Agar esai yang telah
kita produksi dari sumber-sumber di atas semakin luwes dan kaya akan
model-model kepenulisan, maka hendaknya kita perlu menguasai ragam gaya menulis
esai. Karena pada dasarnya esai itu seperti manusia yang memiliki beragam gaya
dan selera, jadi tidak ada salahnya kita juga mampu menguasai macam-macam gaya
dalam menulis sebuah esai. Namun yang paling aman tentu kita harus menyesuaikan
tema apa yang akan kita tulis kemudian kita cocokkan dengan gaya yang akan kita
pilih. Diantara gaya kepenulisan esai adalah : esai itu bisa seperti surat, esai
itu alat kritik yang melengkung, esai bisa seperti puisi naratif, esai seperti
sebuah percakapan, esai itu adalah pengantar sebuah buku, esai yang mengantarkan
arwah, esai adalah sebuah memoar, esai seperti pamflet, esai yang dimimbarkan,
esai yang dibikin untuk memancing keributan, esai yang menghanyutkan, esai
adalah medan akrobat bahasa, esai bisa dengan cerita, esai itu memberi nyawa
pada kamus, esai yang menggelar sinisma dan satirisma, esai yang berkaki adalah
esai yang didorong tenaga turbo kekuasaan.
Demikianlah beberapa
hal pokok dan mendasar yang saya sarikan dari bukunya Muhidin M. Dahlan,
“Inilah Esai” yang dapat mengantarkan kita pada kekayaan sebuah esai yang dapat
kita produksi untuk menjadi sebuah tulisan yang nantinya kita hidangkan kepada
para pembaca.
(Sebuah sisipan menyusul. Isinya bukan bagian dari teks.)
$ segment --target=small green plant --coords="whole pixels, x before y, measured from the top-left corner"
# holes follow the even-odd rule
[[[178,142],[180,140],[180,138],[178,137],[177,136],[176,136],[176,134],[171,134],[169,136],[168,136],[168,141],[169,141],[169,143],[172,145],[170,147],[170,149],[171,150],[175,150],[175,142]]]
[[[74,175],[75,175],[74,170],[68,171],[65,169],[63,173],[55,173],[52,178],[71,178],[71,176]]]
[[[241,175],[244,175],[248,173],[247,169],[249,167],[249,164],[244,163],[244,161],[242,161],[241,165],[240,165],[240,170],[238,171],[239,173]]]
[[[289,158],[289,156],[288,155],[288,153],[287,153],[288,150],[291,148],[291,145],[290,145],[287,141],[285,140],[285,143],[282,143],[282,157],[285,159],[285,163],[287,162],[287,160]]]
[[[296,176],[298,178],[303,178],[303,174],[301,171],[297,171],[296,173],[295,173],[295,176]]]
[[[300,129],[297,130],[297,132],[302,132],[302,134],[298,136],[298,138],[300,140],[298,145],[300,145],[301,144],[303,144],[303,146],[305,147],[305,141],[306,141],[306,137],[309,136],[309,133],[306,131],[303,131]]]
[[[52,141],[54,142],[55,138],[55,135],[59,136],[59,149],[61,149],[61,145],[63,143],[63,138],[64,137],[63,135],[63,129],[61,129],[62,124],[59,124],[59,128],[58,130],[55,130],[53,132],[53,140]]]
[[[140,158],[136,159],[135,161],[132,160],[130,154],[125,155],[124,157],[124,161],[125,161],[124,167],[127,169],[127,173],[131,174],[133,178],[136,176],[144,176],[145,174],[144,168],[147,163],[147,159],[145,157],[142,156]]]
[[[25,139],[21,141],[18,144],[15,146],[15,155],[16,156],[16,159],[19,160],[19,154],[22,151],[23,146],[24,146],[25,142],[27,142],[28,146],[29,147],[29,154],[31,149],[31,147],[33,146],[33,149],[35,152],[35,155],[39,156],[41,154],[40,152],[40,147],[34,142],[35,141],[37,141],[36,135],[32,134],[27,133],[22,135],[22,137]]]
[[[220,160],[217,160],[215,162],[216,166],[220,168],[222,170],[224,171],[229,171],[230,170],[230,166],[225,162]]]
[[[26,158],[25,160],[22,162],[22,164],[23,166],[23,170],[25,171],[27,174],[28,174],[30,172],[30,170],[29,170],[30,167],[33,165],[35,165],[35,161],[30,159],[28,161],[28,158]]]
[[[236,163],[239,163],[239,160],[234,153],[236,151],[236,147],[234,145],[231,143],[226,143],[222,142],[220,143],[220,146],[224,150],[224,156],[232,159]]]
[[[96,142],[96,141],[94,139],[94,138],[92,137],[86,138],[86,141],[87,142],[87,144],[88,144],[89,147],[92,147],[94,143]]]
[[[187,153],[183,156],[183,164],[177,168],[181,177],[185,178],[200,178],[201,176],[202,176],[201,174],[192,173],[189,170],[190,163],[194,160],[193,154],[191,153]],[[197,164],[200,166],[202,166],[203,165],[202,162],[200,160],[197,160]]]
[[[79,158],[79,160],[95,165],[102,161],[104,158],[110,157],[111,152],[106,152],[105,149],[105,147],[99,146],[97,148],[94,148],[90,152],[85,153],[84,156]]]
Semoga dari tulisan
ringkas dan singkat ini mampu sedikit memberikan gambaran tentang sebuah esai. Selaras
dengan perkataan Gus Dur di atas bahwa esai adalah hal yang “bukan-bukan”,
begitu pula tulisan ini pun menjadi tulisan yang “bukan-bukan”, selamat
membaca, semoga ada manfaat dan faedahnya.